Llevaba tiempo queriendo alojarme en este establecimiento y, por fin, este año ha podido ser.
La casa está situada en el mejor lugar del pueblo, Sevares, con unas vistas espectaculares de día y mágicas de noche. Con rutas a pie desde la misma casa, y muy bien ubicado para moverte por Asturias.
Los dueños son encantadores y dispuestos a ayudarte en todo lo que necesites.

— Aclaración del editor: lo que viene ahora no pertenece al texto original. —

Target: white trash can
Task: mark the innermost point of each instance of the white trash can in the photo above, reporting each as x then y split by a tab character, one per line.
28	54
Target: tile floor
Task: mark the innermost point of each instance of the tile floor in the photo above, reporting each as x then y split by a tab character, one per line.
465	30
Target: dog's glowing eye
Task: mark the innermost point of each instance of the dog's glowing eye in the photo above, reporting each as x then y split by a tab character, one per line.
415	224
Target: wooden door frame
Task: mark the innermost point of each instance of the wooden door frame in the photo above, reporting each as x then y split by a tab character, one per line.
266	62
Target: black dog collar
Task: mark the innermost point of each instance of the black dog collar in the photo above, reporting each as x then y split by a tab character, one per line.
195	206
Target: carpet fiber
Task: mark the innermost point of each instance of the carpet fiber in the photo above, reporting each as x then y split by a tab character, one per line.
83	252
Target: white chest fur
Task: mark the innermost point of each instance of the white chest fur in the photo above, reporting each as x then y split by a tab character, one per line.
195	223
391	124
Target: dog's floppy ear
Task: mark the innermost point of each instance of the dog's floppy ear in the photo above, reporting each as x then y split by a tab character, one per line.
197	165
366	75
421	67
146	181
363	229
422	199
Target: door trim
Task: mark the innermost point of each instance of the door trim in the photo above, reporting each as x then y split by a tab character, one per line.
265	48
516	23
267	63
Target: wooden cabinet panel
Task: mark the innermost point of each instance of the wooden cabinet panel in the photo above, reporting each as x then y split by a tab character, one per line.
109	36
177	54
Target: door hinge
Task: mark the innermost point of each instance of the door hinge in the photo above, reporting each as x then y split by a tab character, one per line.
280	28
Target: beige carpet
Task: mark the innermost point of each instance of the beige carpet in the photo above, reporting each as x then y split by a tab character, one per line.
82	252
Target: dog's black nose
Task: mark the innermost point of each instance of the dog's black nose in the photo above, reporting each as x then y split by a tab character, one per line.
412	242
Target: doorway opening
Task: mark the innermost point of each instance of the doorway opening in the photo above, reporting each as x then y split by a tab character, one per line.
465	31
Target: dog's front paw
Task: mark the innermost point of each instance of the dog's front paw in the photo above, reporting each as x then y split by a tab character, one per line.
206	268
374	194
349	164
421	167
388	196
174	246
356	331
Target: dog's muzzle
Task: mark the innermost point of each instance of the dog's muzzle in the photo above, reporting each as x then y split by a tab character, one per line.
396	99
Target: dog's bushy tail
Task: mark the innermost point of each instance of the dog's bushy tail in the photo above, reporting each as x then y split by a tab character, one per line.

La casa........impresionante, enorme, habitaciones muy espaciosas: dos dobles en la primera planta, compartiendo baño, una de ellas con camas de 150; tres con cama de matrimonio en la segunda planta: dos comparten baño y otra enorme lo tiene dentro. Salón confortable, una cocina con todo lo que se necesita y más y el garaje lo mejor de todo: con su billar, su mesa de pingpong, su futbolín, que da mucho juego para los 9 que éramos y un baño. Fuera se puede disfrutar de un jardín muy bien cuidado, mesas enormes y dos barbacoas, ahhhhhhhhhh y lo más divertido: el juego de la rana, vaya partiditas que nos hemos echado. La limpieza de la casa cuando llegamos impecable. El único pero el baño compartido de la 2ª planta, que era complicado cerrar la puerta y hacía mucho ruido por las noches. Pero ya están en ello y seguro que lo arreglan en breve. Si queréis un alojamiento para toda la familia y para amigos, no lo dudéis, no os decepcionará. Gracias Mª Eugenia por los huevos, la sidrina y por todo en general. Habéis sido unos perfectos anfitriones. Ahhh, gracias también por enviarme lo que me dejé. Besos para todos, volveremos a veros.